Ao lado, fizera-se uma horta onde despontavam alfaces, couves e cenouras. Os resultados finais foram negativos, porque e a meu ver, especialista que fui em nabos e na produção de tomates, o terreno era ensopado pelas águas do Cacheu e estas traziam resquícios de sal marinho.

À volta do hotel e para lá das redes do arame farpado, a área capinada fora aumentada e as vistas estavam soberbas.
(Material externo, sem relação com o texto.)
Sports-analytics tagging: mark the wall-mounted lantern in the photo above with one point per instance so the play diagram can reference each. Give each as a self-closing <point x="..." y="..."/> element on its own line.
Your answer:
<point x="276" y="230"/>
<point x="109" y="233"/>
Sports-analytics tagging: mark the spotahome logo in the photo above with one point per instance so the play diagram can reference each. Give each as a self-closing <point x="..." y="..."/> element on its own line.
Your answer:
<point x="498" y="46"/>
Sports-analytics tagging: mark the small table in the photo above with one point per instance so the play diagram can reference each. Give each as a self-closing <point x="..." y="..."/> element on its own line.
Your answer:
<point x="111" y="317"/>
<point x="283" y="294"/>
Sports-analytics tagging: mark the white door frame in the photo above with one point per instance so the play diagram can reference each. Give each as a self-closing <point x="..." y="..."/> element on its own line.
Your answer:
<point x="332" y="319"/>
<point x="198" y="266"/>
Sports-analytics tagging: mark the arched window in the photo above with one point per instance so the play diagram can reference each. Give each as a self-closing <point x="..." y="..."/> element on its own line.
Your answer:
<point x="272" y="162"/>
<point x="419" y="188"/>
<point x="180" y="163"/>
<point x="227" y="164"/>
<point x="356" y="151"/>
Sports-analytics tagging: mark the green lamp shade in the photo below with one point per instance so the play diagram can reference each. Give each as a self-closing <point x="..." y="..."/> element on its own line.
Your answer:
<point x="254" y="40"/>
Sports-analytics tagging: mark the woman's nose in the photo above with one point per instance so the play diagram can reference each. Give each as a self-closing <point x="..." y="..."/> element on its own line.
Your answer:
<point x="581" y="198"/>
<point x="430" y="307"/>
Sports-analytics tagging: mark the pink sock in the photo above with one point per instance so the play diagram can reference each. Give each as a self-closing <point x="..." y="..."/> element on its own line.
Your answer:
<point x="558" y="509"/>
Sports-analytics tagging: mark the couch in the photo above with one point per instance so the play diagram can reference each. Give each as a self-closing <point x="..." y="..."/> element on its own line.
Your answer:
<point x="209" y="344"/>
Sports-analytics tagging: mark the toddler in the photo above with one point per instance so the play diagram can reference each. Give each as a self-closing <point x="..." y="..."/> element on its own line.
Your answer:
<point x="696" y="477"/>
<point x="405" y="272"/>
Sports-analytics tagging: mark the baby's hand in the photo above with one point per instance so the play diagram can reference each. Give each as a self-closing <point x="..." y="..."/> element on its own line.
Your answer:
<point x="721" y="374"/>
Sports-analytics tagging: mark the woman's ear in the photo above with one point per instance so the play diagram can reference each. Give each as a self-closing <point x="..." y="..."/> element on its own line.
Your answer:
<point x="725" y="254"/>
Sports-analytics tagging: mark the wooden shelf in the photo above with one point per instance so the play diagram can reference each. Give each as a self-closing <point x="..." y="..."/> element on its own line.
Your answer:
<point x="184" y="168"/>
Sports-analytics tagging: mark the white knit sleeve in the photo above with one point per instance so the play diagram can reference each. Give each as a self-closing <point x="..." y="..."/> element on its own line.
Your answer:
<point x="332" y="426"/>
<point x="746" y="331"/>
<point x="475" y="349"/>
Pena que os passeios a rodear as suites, continuavam feitos lamaçal e mais ainda agora, graças à bendita chuva de quentes águas, própria da época iniciada e que durará até lá para Oitembro, mas que me permitirá tomar grandes banhos ao ar livre, comungando com a natureza e utilizando o Lifebuoy que ainda uso, salvo um dia antes de ir ao barbeiro, pois que ele costumava dizer-me:
- A sua cabeça cheira a cão.

E pronto, despeço-me até "ao meu regresso".

Vou apanhar o trem das onze para Farim, onde e antes d'almoço, me espera um solilóquio científico, já contratado e cujo tema é: "CONVERSA GIRO"

 
K3 (Saliquinhedim), Junho de 1966 > Veríssimo Ferreira e o Cripto Rui
Foto: © Veríssimo Ferreira. (Direitos reservados)

(continua)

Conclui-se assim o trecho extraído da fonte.